Some of the key recommendations included in the report are:

  • The Committee recommends that every young person in Ireland should have access to local, accessible, high-quality youth work services, delivered by paid professionals.
  • The Committee recommends that youth work should be subject to an all-of-Government approach, to ensure that the youth sector receives adequate attention and focus, at national level.
  • The Committee recommends the implementation of multi-annual budgeting and investment for the youth sector, to allow medium and longer-term programming with greater confidence.
  • The Committee recommends that the Department embed and prioritise detached street outreach work in future policies relating to young people and youth work. Additional investment in detached street work should be separate to existing programmes, to aid the roll-out of detached street programmes around the county.
  • The Committee recommends less restrictive percentage ratios in respect of how youth workers can spend their time, to ensure that youth workers feel empowered to meet the needs of the young people they are working with, often being led by the creative and responsive nature of youth work.
  • The Committee recommends that specific supports are developed to support young people aged 18-24 when engaging with adult services, to ensure a continuum of care.
  • The Committee calls for the formalisation of the provision of youth services with young people aged 6 to 10, establishing this in future policy and funding schemes.
  • The Committee recommends that the youth work sector should be embedded as a key partner in addressing the social and economic structural inequalities facing young people in Ireland, highlighted within the National Policy Framework for Children and Young People, and the National Youth Strategy.
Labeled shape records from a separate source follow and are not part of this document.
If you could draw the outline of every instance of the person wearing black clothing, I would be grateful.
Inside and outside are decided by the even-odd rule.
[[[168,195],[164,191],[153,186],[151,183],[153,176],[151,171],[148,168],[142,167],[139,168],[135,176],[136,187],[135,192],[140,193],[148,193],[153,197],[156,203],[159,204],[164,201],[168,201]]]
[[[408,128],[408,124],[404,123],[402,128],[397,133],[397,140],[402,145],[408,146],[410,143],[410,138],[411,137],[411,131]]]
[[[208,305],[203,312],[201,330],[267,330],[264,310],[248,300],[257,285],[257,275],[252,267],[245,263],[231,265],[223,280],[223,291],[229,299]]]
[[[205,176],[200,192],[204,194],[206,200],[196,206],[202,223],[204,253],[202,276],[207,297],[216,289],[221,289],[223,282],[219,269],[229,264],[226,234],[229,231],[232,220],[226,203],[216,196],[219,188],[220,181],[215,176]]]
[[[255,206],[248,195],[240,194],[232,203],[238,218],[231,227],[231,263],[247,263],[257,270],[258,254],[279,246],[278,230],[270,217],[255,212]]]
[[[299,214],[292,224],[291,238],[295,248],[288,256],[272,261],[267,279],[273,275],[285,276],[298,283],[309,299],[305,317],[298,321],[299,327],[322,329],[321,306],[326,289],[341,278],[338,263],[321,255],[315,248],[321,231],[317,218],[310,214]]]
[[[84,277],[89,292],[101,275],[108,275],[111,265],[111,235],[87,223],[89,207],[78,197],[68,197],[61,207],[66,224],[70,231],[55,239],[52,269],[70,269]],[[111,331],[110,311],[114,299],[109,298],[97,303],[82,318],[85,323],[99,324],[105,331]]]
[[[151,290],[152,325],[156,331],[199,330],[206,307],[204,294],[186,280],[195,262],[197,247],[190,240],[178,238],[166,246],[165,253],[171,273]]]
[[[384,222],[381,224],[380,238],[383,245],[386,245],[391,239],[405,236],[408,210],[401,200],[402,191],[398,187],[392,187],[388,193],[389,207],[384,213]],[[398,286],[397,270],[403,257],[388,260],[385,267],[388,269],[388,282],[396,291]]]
  • The Committee calls on the Department to prioritise the recognition and professionalisation of youth work. Increased funding and pay parity are essential to this, but so too is the provision of continuous professional development.
  • The Committee recommends that a specific policy framework should be developed for the youth work sector, to harness and protect its distinctive contribution to working with young people as well as to support youth workers and service providers.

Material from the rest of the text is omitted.